In a couple of landmark cases, the National Labor Relations Board ruled such employee involvement programs to be illegal, and a business-backed bid to change the law failed in the late 1990s. Unions have opposed efforts to make room for those lesser forms of engagement, worrying that they could undermine legitimate organizing drives.
“At the end of the day, you can be making demands, but you have no legal recourse,” says Kara Deniz, a spokeswoman for the Teamsters, who have occasionally encountered driver councils in trucking companies that serve ports. “In a lot of these cases, it ends up being almost like a front for management.”
“My biggest fear initially was they’re all going to get organized and come in and demand a big pay raise."— Central Hauling General Manager Bobby McElyea
Central Hauling’s McElyea says he doesn’t tell the council what to do, or even monitor its activities. At the outset, that seemed like a risk. “My biggest fear initially was they’re all going to get organized and come in and demand a big pay raise,” McElyea says. But after a while, he said that communication has created greater efficiencies that allowed for a 17 percent increase in compensation, no strikes required.
That’s why Walker makes clear that the council’s and management’s interests are largely aligned. “We don’t disagree much, because they’ve been in business for a long time, they know without drivers there would be no company,” he says. "I'd say 80 percent of the time, we come to that agreement and say 'ok, this was best for the company.’”
That’s how interactions in these types of driver councils often go: The company wants to do something, and seeks the input of drivers to make sure there won’t be a mass revolt. In the case of Maverick Transportation, also based in LIttle Rock, a driver council helped hash out a pay-for-performance program that allowed drivers to earn extra money for things like scoring well on inspections and getting good customer feedback.
“It was very important for us to design something that felt right for the drivers,” director of operations John Coppens says."They helped us design what has become a really popular program."

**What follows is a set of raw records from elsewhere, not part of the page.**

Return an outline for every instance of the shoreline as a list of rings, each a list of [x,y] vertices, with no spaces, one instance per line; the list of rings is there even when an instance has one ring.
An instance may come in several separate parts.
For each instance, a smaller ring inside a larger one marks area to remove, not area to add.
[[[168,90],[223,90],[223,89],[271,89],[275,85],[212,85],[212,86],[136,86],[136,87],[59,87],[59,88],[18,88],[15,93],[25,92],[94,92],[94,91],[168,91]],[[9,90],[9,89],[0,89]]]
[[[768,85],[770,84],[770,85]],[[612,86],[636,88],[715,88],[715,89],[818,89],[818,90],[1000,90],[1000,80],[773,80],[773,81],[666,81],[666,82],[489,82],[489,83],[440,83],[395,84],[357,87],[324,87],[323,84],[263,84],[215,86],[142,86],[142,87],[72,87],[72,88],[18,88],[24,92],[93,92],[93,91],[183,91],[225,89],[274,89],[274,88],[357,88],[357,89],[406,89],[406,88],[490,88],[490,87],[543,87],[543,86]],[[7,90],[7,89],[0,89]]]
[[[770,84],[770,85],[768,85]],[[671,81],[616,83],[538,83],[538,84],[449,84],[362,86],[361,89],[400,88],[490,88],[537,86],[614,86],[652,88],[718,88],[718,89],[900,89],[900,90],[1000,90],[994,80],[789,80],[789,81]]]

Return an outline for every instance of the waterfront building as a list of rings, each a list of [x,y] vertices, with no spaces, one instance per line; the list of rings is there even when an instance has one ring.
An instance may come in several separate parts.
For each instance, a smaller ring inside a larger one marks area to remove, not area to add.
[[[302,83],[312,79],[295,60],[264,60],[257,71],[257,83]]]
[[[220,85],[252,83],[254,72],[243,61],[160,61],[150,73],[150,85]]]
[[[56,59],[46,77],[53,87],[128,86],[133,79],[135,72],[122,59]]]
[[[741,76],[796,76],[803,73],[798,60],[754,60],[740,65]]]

Maverick's driver council is made up of each year's 12 drivers of the month, who are hand-picked by the company. They meet quarterly with executives, which gives drivers a look inside life at headquarters. And sometimes, they like what they see. "I got to learn the other side of the company, that was the biggest thing," says driver Jimmy Fitzwater, 55, who sat on the council last year. "I would not turn down the opportunity to come into the corporate side."
Ultimately, that’s why the power of this form of input to improve wages and working conditions for truck drivers — and thereby target the root causes of high turnover — is limited, says Steve Viscelli, a visiting assistant professor of sociology at Swarthmore College. In a forthcoming book on the economics of the trucking industry, he describes how trucking companies try to keep drivers around without increasing their costs.
"They’re trying not to bid up the wages among themselves, but they’re trying to also delay exit," Viscelli says. “They know that in order to meaningfully reduce that turnover rate, they're going to to have to raise wages substantially. So collectively they kind of manage it. And that’s way cheaper than solving the problem.”